May 21, 2008 5:51 pm
I definitely know more than 8, but I’m also very out therefore other people come out to me too. Even if I only count people I was friends with long before finding out that we were infertile, it would still number many more than 8 (and I’m counting each couple only as 1 too).
Josh lived in Israel with 5 other guys. So out of the 6 of them, 4 of the couples did fertility treatments. 1 hasn’t started trying yet. The other couple I think got pregnant without assistance.
In a circle of 4 friends here in town, all 4 of us ended up at the same clinic.
Those are just the circles where everyone knows each other. I haven’t even begun counting the scattered friends.
May 22, 2008 12:26 am
In my personal life, I know 5 people for sure. 2 girls I went to high school with, my aunt, my college roommate, and a woman I used to work with. I would not be surprised to find that there are others and I’ve just never been told directly.
May 22, 2008 2:19 am
Maybe I have had one too many pom martinis, but I got stuck on the fact that the stat looked at FIFTEEN YEAR OLDS…what 15 year old is worried that they can’t conceive? But anyway, I just counted at 7 people IRL that I know had trouble conceiving, not including myself.
May 22, 2008 6:17 am
Hey, longtime lurker, 1st time commenter here. PJ, your blog has gotten me through some really rough days.

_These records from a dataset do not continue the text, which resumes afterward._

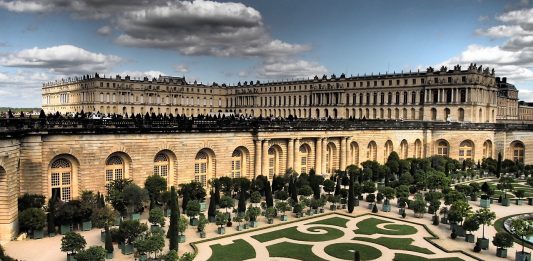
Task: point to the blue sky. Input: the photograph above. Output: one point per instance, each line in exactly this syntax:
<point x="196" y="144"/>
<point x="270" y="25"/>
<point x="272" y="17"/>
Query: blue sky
<point x="227" y="42"/>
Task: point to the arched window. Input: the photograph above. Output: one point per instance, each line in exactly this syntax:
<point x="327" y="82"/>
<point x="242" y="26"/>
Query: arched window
<point x="161" y="165"/>
<point x="61" y="179"/>
<point x="466" y="150"/>
<point x="487" y="149"/>
<point x="518" y="151"/>
<point x="372" y="151"/>
<point x="354" y="153"/>
<point x="201" y="167"/>
<point x="388" y="149"/>
<point x="442" y="148"/>
<point x="237" y="164"/>
<point x="404" y="150"/>
<point x="114" y="169"/>
<point x="418" y="149"/>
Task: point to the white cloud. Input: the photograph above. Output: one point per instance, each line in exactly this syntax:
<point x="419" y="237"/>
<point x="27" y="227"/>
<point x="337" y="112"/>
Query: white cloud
<point x="67" y="59"/>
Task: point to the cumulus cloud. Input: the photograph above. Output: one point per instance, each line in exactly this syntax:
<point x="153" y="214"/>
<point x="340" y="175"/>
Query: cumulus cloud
<point x="66" y="59"/>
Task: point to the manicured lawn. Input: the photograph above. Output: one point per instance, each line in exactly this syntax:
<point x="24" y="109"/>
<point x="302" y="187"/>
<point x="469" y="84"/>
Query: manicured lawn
<point x="238" y="250"/>
<point x="369" y="227"/>
<point x="396" y="243"/>
<point x="293" y="233"/>
<point x="294" y="251"/>
<point x="346" y="251"/>
<point x="406" y="257"/>
<point x="334" y="221"/>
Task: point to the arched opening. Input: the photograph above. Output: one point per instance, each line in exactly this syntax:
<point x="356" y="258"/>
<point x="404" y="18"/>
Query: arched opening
<point x="466" y="150"/>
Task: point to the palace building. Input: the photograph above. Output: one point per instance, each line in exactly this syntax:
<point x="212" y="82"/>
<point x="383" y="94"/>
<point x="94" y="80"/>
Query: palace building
<point x="336" y="121"/>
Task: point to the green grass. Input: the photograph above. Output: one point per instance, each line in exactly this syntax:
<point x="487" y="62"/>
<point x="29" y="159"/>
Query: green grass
<point x="406" y="257"/>
<point x="293" y="233"/>
<point x="238" y="250"/>
<point x="369" y="227"/>
<point x="346" y="251"/>
<point x="334" y="221"/>
<point x="294" y="251"/>
<point x="396" y="243"/>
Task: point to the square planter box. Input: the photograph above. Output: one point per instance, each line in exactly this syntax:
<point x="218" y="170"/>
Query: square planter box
<point x="501" y="252"/>
<point x="86" y="225"/>
<point x="522" y="256"/>
<point x="483" y="243"/>
<point x="470" y="238"/>
<point x="506" y="202"/>
<point x="65" y="229"/>
<point x="484" y="203"/>
<point x="127" y="249"/>
<point x="221" y="230"/>
<point x="38" y="234"/>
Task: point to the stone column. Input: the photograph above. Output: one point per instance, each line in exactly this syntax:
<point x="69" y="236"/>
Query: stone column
<point x="290" y="153"/>
<point x="318" y="155"/>
<point x="258" y="158"/>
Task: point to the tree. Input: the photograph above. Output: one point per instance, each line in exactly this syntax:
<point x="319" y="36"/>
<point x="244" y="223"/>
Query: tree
<point x="174" y="214"/>
<point x="93" y="253"/>
<point x="72" y="243"/>
<point x="484" y="217"/>
<point x="155" y="184"/>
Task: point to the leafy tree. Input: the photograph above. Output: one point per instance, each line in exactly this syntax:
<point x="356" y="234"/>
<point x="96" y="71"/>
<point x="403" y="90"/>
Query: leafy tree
<point x="155" y="184"/>
<point x="72" y="243"/>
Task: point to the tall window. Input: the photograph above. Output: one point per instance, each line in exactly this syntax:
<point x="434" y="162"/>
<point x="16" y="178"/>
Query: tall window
<point x="236" y="163"/>
<point x="114" y="169"/>
<point x="304" y="156"/>
<point x="466" y="150"/>
<point x="61" y="179"/>
<point x="518" y="151"/>
<point x="201" y="163"/>
<point x="161" y="165"/>
<point x="372" y="151"/>
<point x="442" y="148"/>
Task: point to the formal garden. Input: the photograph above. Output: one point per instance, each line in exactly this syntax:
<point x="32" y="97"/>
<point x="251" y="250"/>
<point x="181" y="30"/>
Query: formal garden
<point x="300" y="216"/>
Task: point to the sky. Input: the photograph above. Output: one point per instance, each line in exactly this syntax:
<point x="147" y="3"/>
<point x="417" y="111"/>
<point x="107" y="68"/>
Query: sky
<point x="228" y="42"/>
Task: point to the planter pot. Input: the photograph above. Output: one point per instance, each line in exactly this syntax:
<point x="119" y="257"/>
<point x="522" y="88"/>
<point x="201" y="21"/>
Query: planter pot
<point x="221" y="230"/>
<point x="65" y="229"/>
<point x="522" y="256"/>
<point x="470" y="238"/>
<point x="86" y="225"/>
<point x="127" y="249"/>
<point x="135" y="216"/>
<point x="38" y="234"/>
<point x="484" y="203"/>
<point x="193" y="222"/>
<point x="483" y="243"/>
<point x="506" y="202"/>
<point x="501" y="252"/>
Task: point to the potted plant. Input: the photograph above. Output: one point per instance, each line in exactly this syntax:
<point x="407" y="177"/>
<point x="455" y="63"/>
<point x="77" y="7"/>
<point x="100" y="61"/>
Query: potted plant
<point x="282" y="206"/>
<point x="72" y="243"/>
<point x="502" y="240"/>
<point x="202" y="222"/>
<point x="33" y="221"/>
<point x="522" y="228"/>
<point x="484" y="217"/>
<point x="221" y="220"/>
<point x="157" y="218"/>
<point x="193" y="209"/>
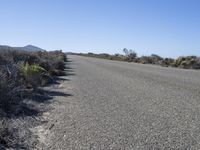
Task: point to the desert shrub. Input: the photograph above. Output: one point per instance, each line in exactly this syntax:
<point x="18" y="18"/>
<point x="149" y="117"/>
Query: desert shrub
<point x="130" y="54"/>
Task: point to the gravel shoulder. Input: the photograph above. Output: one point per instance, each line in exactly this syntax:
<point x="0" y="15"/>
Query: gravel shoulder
<point x="104" y="104"/>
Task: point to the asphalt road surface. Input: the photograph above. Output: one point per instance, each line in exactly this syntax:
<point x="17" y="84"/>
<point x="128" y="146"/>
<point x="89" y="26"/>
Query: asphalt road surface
<point x="120" y="105"/>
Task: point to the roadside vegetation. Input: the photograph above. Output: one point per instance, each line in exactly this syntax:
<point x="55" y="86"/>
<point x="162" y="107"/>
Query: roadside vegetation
<point x="22" y="74"/>
<point x="185" y="62"/>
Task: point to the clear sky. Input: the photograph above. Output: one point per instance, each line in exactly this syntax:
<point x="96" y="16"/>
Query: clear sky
<point x="165" y="27"/>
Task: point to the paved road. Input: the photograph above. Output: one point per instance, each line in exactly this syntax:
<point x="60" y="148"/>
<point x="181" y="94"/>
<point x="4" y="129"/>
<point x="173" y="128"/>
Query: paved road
<point x="119" y="105"/>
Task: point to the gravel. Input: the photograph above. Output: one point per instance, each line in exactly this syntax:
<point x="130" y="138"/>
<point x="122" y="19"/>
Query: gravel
<point x="120" y="105"/>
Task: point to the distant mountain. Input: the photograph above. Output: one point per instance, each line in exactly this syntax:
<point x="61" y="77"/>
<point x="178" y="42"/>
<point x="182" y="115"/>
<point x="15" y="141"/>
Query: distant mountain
<point x="25" y="48"/>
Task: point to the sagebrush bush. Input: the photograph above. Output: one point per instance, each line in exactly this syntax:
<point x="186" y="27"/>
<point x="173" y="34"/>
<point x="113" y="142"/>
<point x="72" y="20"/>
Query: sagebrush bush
<point x="20" y="70"/>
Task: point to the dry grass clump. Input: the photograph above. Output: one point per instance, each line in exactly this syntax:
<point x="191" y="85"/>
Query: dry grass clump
<point x="21" y="74"/>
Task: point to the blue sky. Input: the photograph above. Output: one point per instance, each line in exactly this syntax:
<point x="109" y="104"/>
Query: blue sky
<point x="169" y="28"/>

I’d have to say 0. Yup, that’s right. IRL I’ve NEVER met another couple who had ANY trouble TTC. The longest wait was TWO WEEKS. Yup. Maybe it’s because I’m 23 (DH is 25).
The day I found your blog was the first day I didn’t feel totally alone. Thanks.
May 23, 2008 1:04 am
I’m glad I could help in some way…but I’m sorry you have to face this experience and hope it ends soon for you.
May 22, 2008 5:58 pm
I wanted to expound on the poll a bit. In real life I actually know 5 just in my church that have had IF issues.
In my family, there are 6 with varying issues. My sisters, my grandmother and my mother all have PCOS and my cousin has had several miscarriages and an adoption.
On line, there are 9 of us that are in varying stages of treatment and success. So, I guess that means that I know 18 people touched by IF.
Damn… that sucks.
June 17, 2008 3:33 pm
hello, i read about you in a sunday paper here in my country,( i am from nigeria) and was really touched with what u went through, and i must commend the courage and bold steps you and your husband took to go on about ur normal lives, i know it was difficult but i greatly admire ur courage. i am just 20yrs old, sumtimes i try to figure out why things happen the way they are, why some people are getting what they want and others are not, but this really is much beyond my comprehension. i really want to be a friend of yours if u would permit me, and i’d be grateful, because i feel and know that u are a special person. thanks.. simon. plssssss i’d gladly appreciate it if u write me through my mail address. thanks, and God bless you for the good work u are doing.